In development since April 2018, Flavor will allow users to craft an experience unique to their own taste preferences. Rather than being a catch-all, review-based application, Flavor strives to create a perfect match for individual pallets.
“The data we’re going to collect is pretty down to the minute details… like ‘what kind of spices did you use?’ Then the algorithm will be able to put a value or a number on that and know what types of flavors this person likes based on what they have eaten before.”
This meticulous approach to crafting the ideal app experience for each user is one that comes with its cost in the form of time and money. Wescott explained in order to clear the first hurdle, research, the process must be financially-backed and efficient.
“Basically I needed at least $100,000 to do the research portion of it because you have to hire three people and it would probably take the first city 4 months. And you have to collect it fast enough where you’re not like ‘Oh, the menu’s completely changed by the time one person tried to collect it for a year.’”
This process may seem daunting, but Wescott has set up a Kickstarter page where he hopes to reach that $100,000 goal necessary for Flavor to launch in Boston, the app’s first target market.
While everyone may have their own flavor profile, the model of the app is sure to be something every user enjoys - it’s free.
“Ideally we want every restaurant to be on the app, and that’s free. If they want to add a picture of their food or maybe make their food item in the list a little bigger and have more screen space, they would have to pay a monthly fee for that. So, we’re going to charge the businesses money and not the people,” said Wescott. “But, there is a premium version of the app that does have 5 extra features at this point for when we launch that would entice people.
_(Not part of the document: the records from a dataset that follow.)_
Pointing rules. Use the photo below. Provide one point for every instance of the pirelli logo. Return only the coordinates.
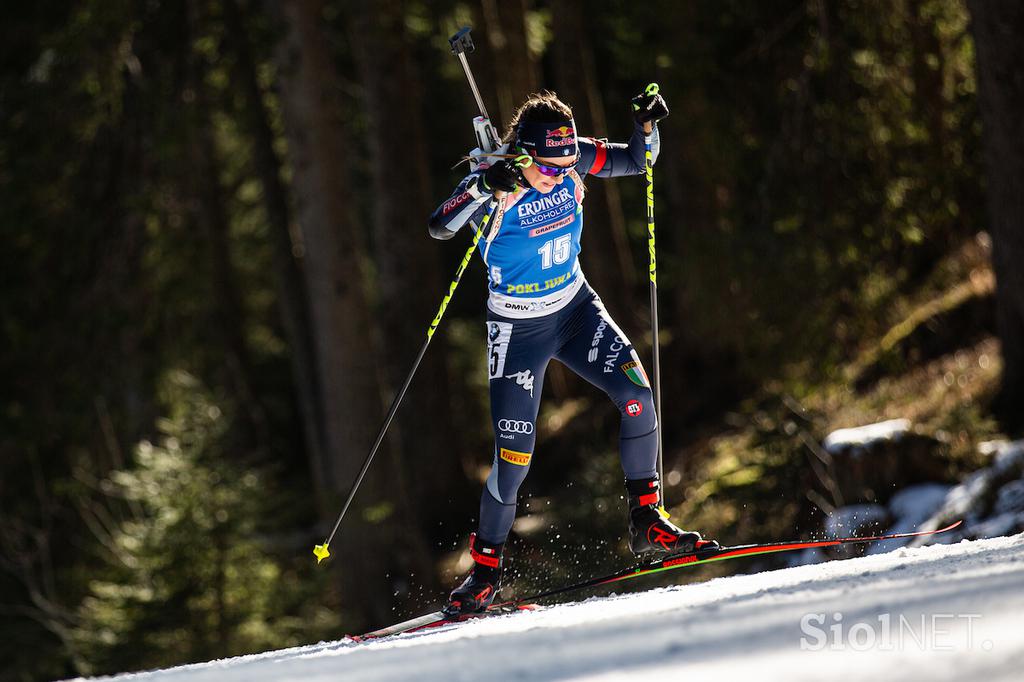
(512, 457)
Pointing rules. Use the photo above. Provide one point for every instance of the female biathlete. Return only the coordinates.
(541, 306)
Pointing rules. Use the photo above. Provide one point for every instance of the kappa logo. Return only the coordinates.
(524, 379)
(516, 458)
(613, 350)
(514, 426)
(596, 341)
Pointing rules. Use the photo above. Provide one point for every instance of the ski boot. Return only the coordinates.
(650, 529)
(478, 590)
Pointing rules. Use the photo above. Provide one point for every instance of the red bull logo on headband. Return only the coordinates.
(558, 137)
(561, 136)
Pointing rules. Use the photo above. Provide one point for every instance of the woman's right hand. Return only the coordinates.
(502, 176)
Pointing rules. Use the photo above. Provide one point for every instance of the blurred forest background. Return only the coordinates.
(215, 272)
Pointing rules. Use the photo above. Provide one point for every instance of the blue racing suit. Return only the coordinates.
(540, 306)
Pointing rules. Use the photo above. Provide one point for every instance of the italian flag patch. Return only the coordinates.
(635, 372)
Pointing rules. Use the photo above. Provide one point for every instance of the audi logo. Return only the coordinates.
(511, 426)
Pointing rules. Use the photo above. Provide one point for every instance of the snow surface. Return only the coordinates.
(861, 436)
(954, 612)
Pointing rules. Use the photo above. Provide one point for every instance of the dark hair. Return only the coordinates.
(543, 107)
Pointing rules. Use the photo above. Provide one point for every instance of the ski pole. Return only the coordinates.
(322, 551)
(648, 128)
(487, 140)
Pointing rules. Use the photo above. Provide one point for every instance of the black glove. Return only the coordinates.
(649, 108)
(502, 176)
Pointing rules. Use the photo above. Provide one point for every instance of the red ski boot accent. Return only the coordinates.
(650, 529)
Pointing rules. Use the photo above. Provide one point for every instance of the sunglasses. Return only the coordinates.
(551, 171)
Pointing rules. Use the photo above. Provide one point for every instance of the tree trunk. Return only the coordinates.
(212, 216)
(410, 285)
(292, 299)
(613, 275)
(515, 68)
(333, 265)
(997, 27)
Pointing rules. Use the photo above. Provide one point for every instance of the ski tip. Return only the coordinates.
(321, 552)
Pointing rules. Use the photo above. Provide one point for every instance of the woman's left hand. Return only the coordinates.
(649, 107)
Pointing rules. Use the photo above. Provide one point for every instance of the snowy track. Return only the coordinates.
(939, 612)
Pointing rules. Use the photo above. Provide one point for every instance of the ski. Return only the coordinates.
(438, 619)
(717, 554)
(700, 556)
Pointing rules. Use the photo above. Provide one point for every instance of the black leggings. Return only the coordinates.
(584, 338)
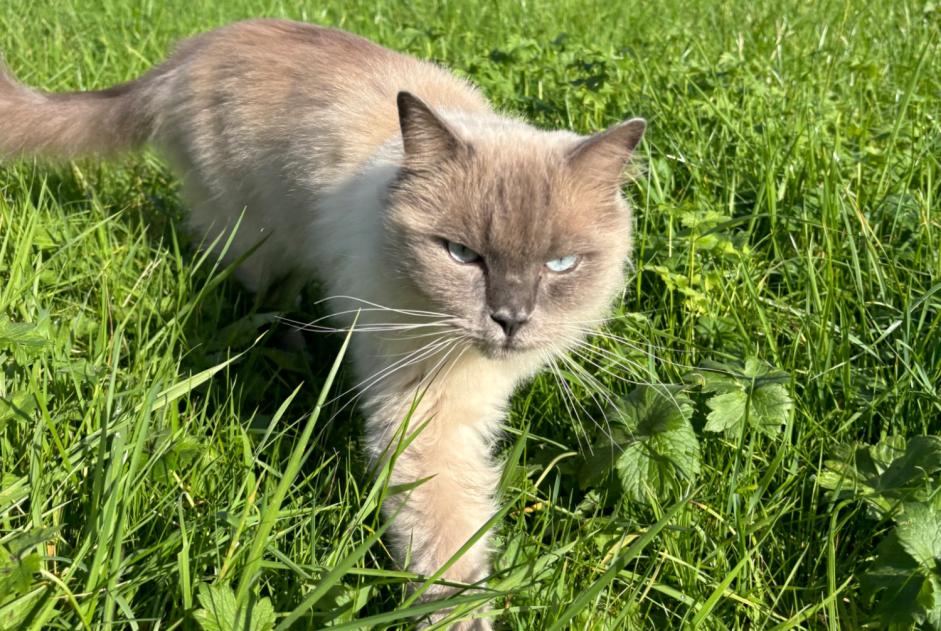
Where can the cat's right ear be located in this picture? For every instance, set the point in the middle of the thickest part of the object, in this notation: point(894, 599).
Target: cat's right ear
point(426, 137)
I think a year would be $36, so $3 per month for the premium features.”
Despite any advanced features the app may offer, Wescott says people should use and invest in the app for the very reason any invention is created - it solves a problem.
“I actually read somewhere that in a day, how many food decisions do you think you make. And most people say 15; it’s actually [much more].”
Due to the pandemic, the release of the app has been delayed, but you can look for the Flavor app to debut in Boston just as soon as this project is funded and the research is conducted.
We have a feeling you’ll find this app is done to perfection.